Als Amphitryon heimkehrt, ist seine Gattin bereits schwanger


Landestheater Linz. Peter Wittenberg reduzierte Kleists Lustspiel auf das Wesentliche – den radikalen Zweifel in diesem Text. Klaus Müller-Beck glänzte als bodenständiger Diener Sosias, Angela Waidmann überzeugte als Alkmene, die sich zwischen einem Gott und ihrem Mann entscheiden soll.

Trostlos ist die Nacht, in der sich eine merkwürdige Gestalt auf die Suche nach dem Haus ihres Herrn macht, um dessen Gattin vom langen, siegreichen Feldzug der Thebaner über die Athener zu berichten: Ein glatzköpfiger Mann mit gewaltigem Bauch, in Tarnhose und mit Militärpullover, stolpert über die Bühne des Linzer Landestheaters. In der Hand hält er einen Scheinwerfer. Nebel wabert umher, vom Boden wirbeln verkohlte kleine Papierfetzen auf. Schließlich kommt dieser Sosias (Klaus Müller-Beck), der Diener des Feldherrn Amphitryon (Alexander Julian Meile), an eine hohe, schwarze Wand mit schmuckloser Tür.
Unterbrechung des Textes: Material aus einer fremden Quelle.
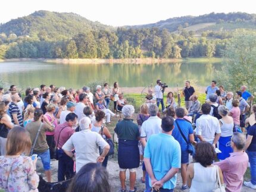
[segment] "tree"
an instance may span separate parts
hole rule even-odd
[[[99,39],[97,51],[98,58],[105,58],[108,56],[110,53],[110,46],[106,37],[104,37]]]
[[[218,80],[227,90],[238,90],[242,84],[254,93],[256,84],[256,35],[236,36],[227,46]]]

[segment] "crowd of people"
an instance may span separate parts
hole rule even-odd
[[[173,191],[180,168],[182,190],[240,191],[248,165],[251,181],[243,184],[256,189],[256,105],[245,86],[234,96],[212,81],[201,105],[186,81],[182,108],[171,92],[164,106],[164,87],[158,80],[136,117],[117,82],[112,89],[107,83],[103,87],[91,93],[86,86],[75,91],[42,84],[27,89],[24,99],[14,85],[6,92],[0,87],[0,188],[36,191],[40,158],[48,182],[51,159],[57,159],[58,181],[71,180],[68,191],[110,191],[105,168],[113,146],[107,125],[120,112],[123,118],[114,132],[121,192],[137,190],[141,163],[145,191]]]

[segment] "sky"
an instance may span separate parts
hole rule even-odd
[[[0,23],[39,10],[74,12],[113,26],[214,12],[256,13],[254,0],[0,0]]]

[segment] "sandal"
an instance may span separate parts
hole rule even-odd
[[[126,191],[126,186],[125,186],[125,187],[126,187],[126,188],[124,190],[122,190],[122,188],[121,187],[121,190],[120,190],[121,192],[127,192],[127,191]]]

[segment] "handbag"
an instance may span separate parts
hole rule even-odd
[[[221,185],[220,183],[220,173],[218,172],[218,166],[215,166],[216,168],[216,188],[213,190],[213,192],[226,192],[226,184]]]
[[[114,143],[112,139],[108,138],[103,137],[103,128],[104,128],[104,125],[101,126],[101,136],[102,138],[106,141],[107,143],[110,145],[110,150],[108,151],[108,155],[112,155],[115,153],[115,147],[114,146]],[[103,150],[99,147],[99,154],[101,154],[103,152]]]
[[[43,123],[41,122],[39,128],[38,129],[38,133],[36,134],[36,139],[35,139],[34,143],[33,143],[32,148],[31,148],[30,153],[29,153],[29,156],[32,156],[33,155],[33,152],[34,152],[35,146],[36,146],[36,141],[38,141],[38,136],[39,136],[40,131],[41,130],[42,126],[43,125]]]
[[[38,188],[40,192],[64,192],[68,188],[68,185],[71,181],[72,179],[69,179],[59,182],[49,182],[43,180],[41,175],[39,175],[39,183]]]
[[[188,149],[187,149],[188,152],[191,155],[193,156],[195,153],[195,149],[194,146],[193,146],[193,144],[192,144],[191,143],[189,143],[187,139],[186,139],[185,136],[184,136],[183,133],[182,133],[180,129],[180,127],[178,124],[178,122],[177,121],[175,121],[175,122],[176,122],[177,126],[178,127],[179,131],[180,131],[180,133],[182,134],[182,137],[183,138],[183,139],[185,140],[185,141],[188,144]]]
[[[61,131],[64,129],[64,128],[66,128],[66,127],[64,127],[61,129],[61,130],[60,131],[59,136],[58,137],[58,140],[57,140],[57,143],[56,143],[56,149],[55,149],[55,154],[56,154],[55,159],[56,159],[56,160],[59,160],[59,156],[58,156],[58,152],[60,150],[60,149],[58,148],[58,144],[59,143],[60,136],[61,136]]]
An diesem drehbaren Teil, auf das Florian Parbs das Bühnenbild für Heinrich von Kleists Lustspiel „Amphitryon“ reduziert hat, erkennt Sosias das Haus seines Herrn. Dort kann er aber nicht hinein, um den Sieg zu melden. Denn die Götter haben sich diese Nacht einen Spaß gemacht: Jupiter (Christian Higer) hat Amphitryons Gestalt angenommen, um dessen Frau, Alkmene (Angela Waidmann), zu beglücken. Damit dies nicht gestört wird, steht Merkur (Alexander Hetterle) Schmiere. Er hat sich in einen zweiten Sosias verwandelt. Das stürzt den richtigen in eine Krise. Was ist Identität? Wie wirklich ist die Wirklichkeit? Derartige Fragen ließen Kleist offenbar verzweifeln, als er mit Immanuel Kants Philosophie konfrontiert wurde.
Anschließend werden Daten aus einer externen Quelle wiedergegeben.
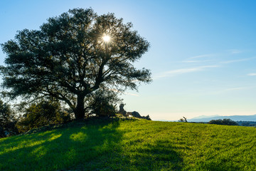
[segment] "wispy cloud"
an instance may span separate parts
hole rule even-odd
[[[228,50],[228,51],[231,53],[232,54],[238,54],[238,53],[242,53],[242,51],[238,50],[238,49],[230,49],[230,50]]]
[[[134,93],[124,93],[125,95],[132,95],[132,96],[136,96],[136,97],[139,97],[139,95],[138,94],[134,94]]]
[[[119,90],[118,90],[117,89],[115,89],[115,88],[111,88],[111,89],[109,89],[109,90],[112,90],[112,91],[117,92],[117,93],[124,93],[125,95],[132,95],[132,96],[137,96],[137,97],[139,96],[139,95],[138,95],[138,94],[130,93],[127,93],[127,92],[122,92],[122,91],[119,91]]]
[[[193,58],[206,58],[206,57],[210,57],[210,56],[213,56],[215,54],[206,54],[206,55],[200,55],[200,56],[193,56],[189,58],[193,59]]]
[[[204,62],[210,62],[210,61],[213,61],[213,60],[203,60],[203,61],[200,61],[200,60],[186,60],[186,61],[182,61],[182,63],[204,63]]]
[[[256,76],[256,73],[248,73],[247,76]]]
[[[234,60],[230,60],[230,61],[222,61],[220,63],[235,63],[235,62],[242,62],[242,61],[247,61],[252,60],[252,59],[255,59],[255,58],[256,58],[256,57],[247,58],[241,58],[241,59],[234,59]]]
[[[230,88],[225,89],[223,91],[233,91],[233,90],[244,90],[244,89],[248,89],[251,87],[237,87],[237,88]]]
[[[217,67],[219,67],[219,66],[198,66],[198,67],[190,68],[171,70],[171,71],[169,71],[164,72],[161,74],[159,74],[159,75],[156,76],[154,77],[154,79],[164,78],[164,77],[175,76],[178,74],[201,71],[206,70],[206,68],[217,68]]]

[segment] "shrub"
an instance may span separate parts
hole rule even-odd
[[[59,102],[42,100],[31,104],[17,123],[20,133],[50,124],[66,123],[70,120],[69,113],[61,109]]]
[[[16,134],[16,119],[10,105],[0,100],[0,138]]]

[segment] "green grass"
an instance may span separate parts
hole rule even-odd
[[[0,139],[0,170],[255,170],[255,128],[91,120]]]

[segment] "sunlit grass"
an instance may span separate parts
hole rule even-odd
[[[144,120],[0,139],[0,170],[255,170],[255,128]]]

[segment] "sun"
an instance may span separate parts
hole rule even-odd
[[[105,42],[109,42],[110,41],[110,36],[108,35],[105,35],[102,36],[102,39]]]

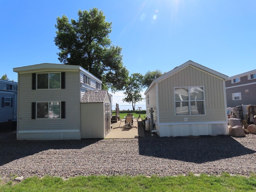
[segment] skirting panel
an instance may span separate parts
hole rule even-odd
[[[69,140],[81,139],[80,132],[17,133],[18,140]]]
[[[199,136],[227,134],[226,124],[181,124],[158,126],[160,137]]]

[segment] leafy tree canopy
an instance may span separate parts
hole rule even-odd
[[[142,90],[142,81],[143,76],[138,73],[132,74],[129,77],[128,85],[124,94],[126,97],[123,99],[123,101],[132,103],[133,110],[135,110],[136,102],[141,101],[143,98],[140,94]]]
[[[3,75],[3,76],[1,78],[1,79],[2,79],[3,80],[7,80],[8,81],[9,80],[9,78],[8,78],[8,77],[7,77],[7,75],[6,73],[5,73],[4,75]]]
[[[77,20],[70,22],[65,15],[57,18],[54,41],[60,50],[59,60],[81,66],[102,81],[104,89],[123,90],[128,71],[123,66],[122,48],[111,44],[112,23],[96,8],[79,10],[78,14]]]
[[[147,72],[143,78],[142,81],[142,85],[144,87],[148,87],[152,82],[156,78],[162,76],[163,73],[158,69],[155,71]]]

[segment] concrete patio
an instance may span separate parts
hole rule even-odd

Jupiters golden bestäubtes Brusthaar

Man stelle sich den Dichter als Sosias vor, der von Merkur Prügel bezieht und auch von seinem Herrn, der ihm die unglaubliche Geschichte lang nicht abnimmt, mit härtesten Strafen bedroht wird. Selbst ein so bodenständiger Charakter wie der verfressene, trinkfreudige, das Gewaltsame klug vermeidende Diener, kann irre werden, wenn haltlos libidinöse Götter den Weltenlauf für ein bisschen Lust manipulieren. Und sogar die liebende Ehefrau verliert jede Sicherheit, wenn der Göttervater sie als Spielzeug seiner Eitelkeit missbraucht. Alkmene ist das tragische Element in dieser 1807 veröffentlichten, aber erst 1899 in Berlin uraufgeführten Komödie. Kleist betont die Figur stärker als sein Vorbild Molière und der antike Stoff.
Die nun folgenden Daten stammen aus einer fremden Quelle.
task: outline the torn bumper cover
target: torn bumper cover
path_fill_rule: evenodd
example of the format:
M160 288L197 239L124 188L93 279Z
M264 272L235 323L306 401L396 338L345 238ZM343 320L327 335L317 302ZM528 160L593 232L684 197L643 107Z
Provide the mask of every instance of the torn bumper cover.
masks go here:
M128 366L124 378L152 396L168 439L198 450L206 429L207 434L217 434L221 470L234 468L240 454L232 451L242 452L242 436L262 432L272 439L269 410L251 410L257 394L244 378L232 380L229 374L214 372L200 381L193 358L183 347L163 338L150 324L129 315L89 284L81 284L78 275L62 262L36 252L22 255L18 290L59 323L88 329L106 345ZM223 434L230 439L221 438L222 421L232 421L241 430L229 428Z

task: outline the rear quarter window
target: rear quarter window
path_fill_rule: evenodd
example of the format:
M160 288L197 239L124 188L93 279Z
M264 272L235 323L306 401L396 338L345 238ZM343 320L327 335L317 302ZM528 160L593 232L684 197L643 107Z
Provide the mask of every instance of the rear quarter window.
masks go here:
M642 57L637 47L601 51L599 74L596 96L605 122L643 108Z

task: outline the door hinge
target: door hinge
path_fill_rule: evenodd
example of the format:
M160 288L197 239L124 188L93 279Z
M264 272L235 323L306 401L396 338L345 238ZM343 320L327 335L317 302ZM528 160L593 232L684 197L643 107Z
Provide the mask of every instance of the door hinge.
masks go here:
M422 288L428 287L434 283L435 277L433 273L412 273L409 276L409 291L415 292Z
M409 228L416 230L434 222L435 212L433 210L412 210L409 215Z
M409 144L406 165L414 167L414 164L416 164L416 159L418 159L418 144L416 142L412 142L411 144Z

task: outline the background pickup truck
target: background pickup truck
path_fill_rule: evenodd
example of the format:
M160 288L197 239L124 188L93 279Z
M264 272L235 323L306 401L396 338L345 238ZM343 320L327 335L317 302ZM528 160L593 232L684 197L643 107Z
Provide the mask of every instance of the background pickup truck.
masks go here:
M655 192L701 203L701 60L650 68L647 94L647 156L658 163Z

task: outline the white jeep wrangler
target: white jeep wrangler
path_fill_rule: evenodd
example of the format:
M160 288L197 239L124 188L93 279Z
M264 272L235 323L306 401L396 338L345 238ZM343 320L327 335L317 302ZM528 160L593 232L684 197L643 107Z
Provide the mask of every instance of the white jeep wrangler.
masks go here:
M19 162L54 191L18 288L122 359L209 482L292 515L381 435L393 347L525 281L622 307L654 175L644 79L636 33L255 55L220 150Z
In Peter Wittenbergs Inszenierung, die am Samstag in Linz Premiere hatte, wird Alkmene viel Raum gegeben. Waidmann verleiht ihrer Rolle das rechte Maß an Sinnlichkeit und Intensität. Die Männer, die sich um ihre Gunst bemühen, dienen als lächerlicher Kontrast, mit Meile als trotzigem Feldherrn, der die Gefühle nie im Griff hat, und Higer als eitlem, affektiert sprechenden Jupiter. Der Höhepunkt der Travestie: Er entblößt den Oberkörper. Das Brusthaar ist golden bestäubt. So also beweist sich ein Gott! Dessen Geschenk an Theben: Alkmene bekommt von ihm einen Sohn, den Heroen Herakles. Schon steht sie hochschwanger in hautengem rosa Outfit staunend da. Sie entscheidet sich, vor die Wahl gestellt, nicht für den eigenen, sondern für den falschen Mann, quittiert das am Schluss mit einem „Ach!“. Kein Wunder, dass nun die Wand, die Theben darstellt, umfällt: Alles nur Trug.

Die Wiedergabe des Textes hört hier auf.